Auch Robert ist ein Freigeist. Der hochgewachsene, schlaksige Typ bezeichnet sich selbst als albern und kinderlieb. Ich empfinde ihn manchmal ebenfalls als albern – aber in diesem Humor verbirgt sich eine Klugheit, die ich sehr schätze. Der älteste und berufserfahrenste in der Runde ist Micha. Er ist eher ruhig, wenig bewegungsfreudig, bevorzugt Aktionen mit möglichst wenig körperlichem Aufwand – seine Leidenschaft sind Computerspiele, darüber hinaus interessiert er sich für die gesamte Game-Industrie. Er und Steffen sind wohl die pragmatischsten Denker im Team.

Und schließlich ich: Auch ich habe die Fragen beantwortet. Uns alle eint die Neugier – das gemeinsame Entdecken eines, wie Steffen es nennt, posthistorischen Moments: der VR.

1. Erste Berührungspunkte mit Computertechnologie

Ich fragte die anwesenden Männer, wann sie das erste Mal mit einem Computer in Berührung kamen – und wann sie ihren ersten eigenen Rechner besaßen.

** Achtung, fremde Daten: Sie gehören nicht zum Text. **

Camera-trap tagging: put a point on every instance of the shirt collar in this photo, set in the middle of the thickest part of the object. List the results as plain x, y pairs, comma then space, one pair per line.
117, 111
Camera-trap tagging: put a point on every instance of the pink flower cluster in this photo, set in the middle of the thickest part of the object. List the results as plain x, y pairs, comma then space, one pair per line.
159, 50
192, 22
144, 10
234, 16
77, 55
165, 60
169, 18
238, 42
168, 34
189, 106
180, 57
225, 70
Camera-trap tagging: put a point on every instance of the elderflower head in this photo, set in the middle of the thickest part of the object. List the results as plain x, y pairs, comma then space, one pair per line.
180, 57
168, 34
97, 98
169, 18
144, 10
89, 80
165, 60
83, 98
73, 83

Robert saß links von mir und antwortete stets als Erster. Oft wiederholte er meine Fragen laut, als wolle er sicherstellen, sie richtig verstanden zu haben. Der 33-Jährige hat zuerst Medieninformatik studiert, dann Lehramt für Kunst und Geschichte, später Psychologie – und schließlich seinen Abschluss im Chemieingenieurwesen gemacht. Als Quereinsteiger in die Programmierung erinnert er sich daran, als Fünfjähriger auf dem Dachboden Galgenraten auf dem selbstgebauten Rechner seines Vaters gespielt zu haben. Dieser hatte den Computer aus alten Funkzeitschriften zusammengesetzt – mit einem selbstgeschweißten Tastaturgehäuse. Seinen ersten eigenen Rechner – einen D66 mit 200 MB Festplatte – bekam Robert mit 14 Jahren.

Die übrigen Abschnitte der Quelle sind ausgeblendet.